Alongside results, the board unanimously appointed Michael Fiddelke as the company’s next CEO.
“Michael brings a deep understanding of our business and a genuine commitment to accelerating our progress,” said Brian Cornell, chair and chief executive officer (CEO) at Target Corporation.
Meanwhile, for the second quarter (Q2) of FY25, ended August 2, Target Corporation reported net sales of $25.2 billion, down 0.9 per cent year-over-year (YoY), and reflected a nearly 2 percentage point (pp) improvement compared with the first quarter (Q1).
GAAP and adjusted diluted earnings per share (EPS) were $2.05, down from $2.57 in Q2 FY24. Operating income stood at $1.3 billion, 19.4 per cent lower YoY, with the operating margin rate slipping to 5.2 per cent from 6.4 per cent.
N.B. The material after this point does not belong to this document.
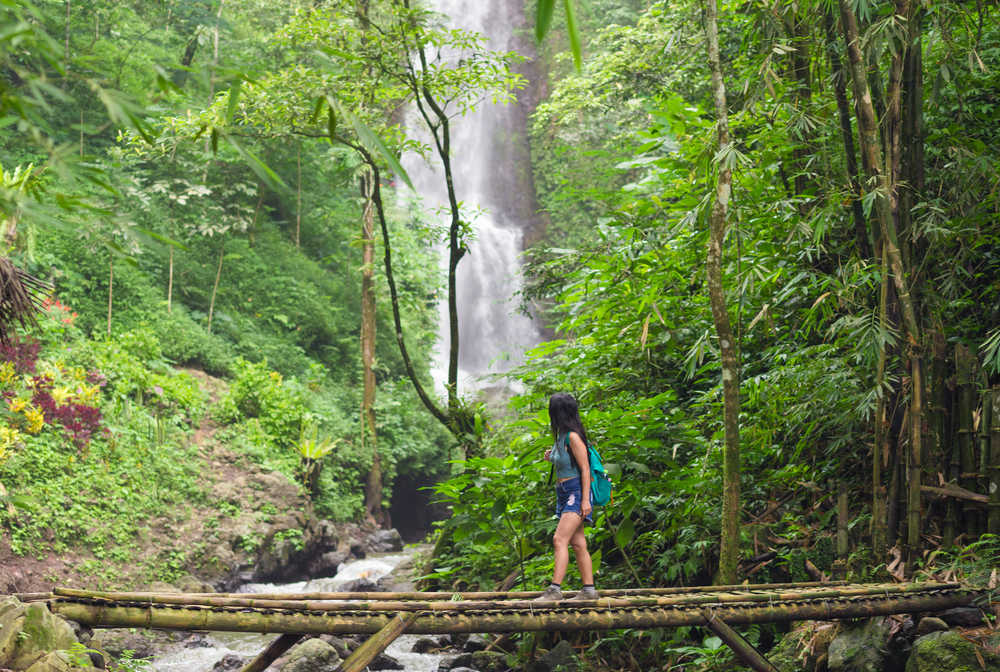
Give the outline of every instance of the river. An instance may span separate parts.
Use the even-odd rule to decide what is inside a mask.
[[[337,592],[344,584],[355,579],[377,581],[390,574],[412,551],[393,555],[372,556],[354,560],[341,566],[336,576],[311,579],[297,583],[250,583],[243,586],[244,593],[307,593]],[[230,654],[252,658],[264,650],[277,635],[260,635],[239,632],[213,632],[197,646],[174,645],[153,660],[156,672],[211,672],[213,666]],[[419,639],[417,635],[403,635],[386,650],[408,672],[434,672],[444,654],[413,653],[411,649]]]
The gross margin eased to 29 per cent from 30 per cent, impacted by higher markdowns, order cancellation costs, and category mix pressure, partially offset by lower inventory shrink and stronger advertising and non-merchandise sales.
The comparable sales fell 1.9 per cent, driven by a 3.2 per cent drop in store sales, partially offset by a 4.3 per cent rise in digital comparable sales. Same-day fulfilment demand, powered by Target Circle 360 and Drive Up, jumped more than 25 per cent. Non-merchandise sales rose 14.2 per cent, led by double-digit growth in Roundel, membership, and marketplace revenues, Target Corporation said in a press release.
The selling, general and administrative (SG&A) expenses were flat YoY, at $5.36 billion, reflecting cost discipline that helped absorb store remodel investments and inflationary pressures. The SG&A expense rate rose slightly to 21.3 per cent of sales, compared with 21.1 percent in Q2 FY24.
“We reported our second quarter earnings, which showed encouraging signs of recovery, including improved traffic and sales trends—particularly in our stores—and disciplined cost management in a challenging retail environment. As we enter the critical back-to-school and holiday seasons, our team remains focused on consistent execution and building momentum as we look ahead to the new year,” added Cornell.
Meanwhile, for the six months period, net sales of the company reached $49.1 billion, down 1.9 per cent YoY. Merchandise sales fell 2.3 per cent, while non-merchandise sales grew by double digits, up 14.2 per cent. Comparable sales declined 2 per cent, as a 3.4 per cent fall in store sales.
The operating income for the six months was $2.79 billion, and the operating margin rate declined to 5.7 per cent from 5.9 per cent. Net earnings stood at $1.97 billion, a 7.6 per cent decrease from $2.13 billion. Basic EPS was $4.33 compared with $4.62 in the same period in FY24, while diluted EPS fell to $4.32 from $4.60.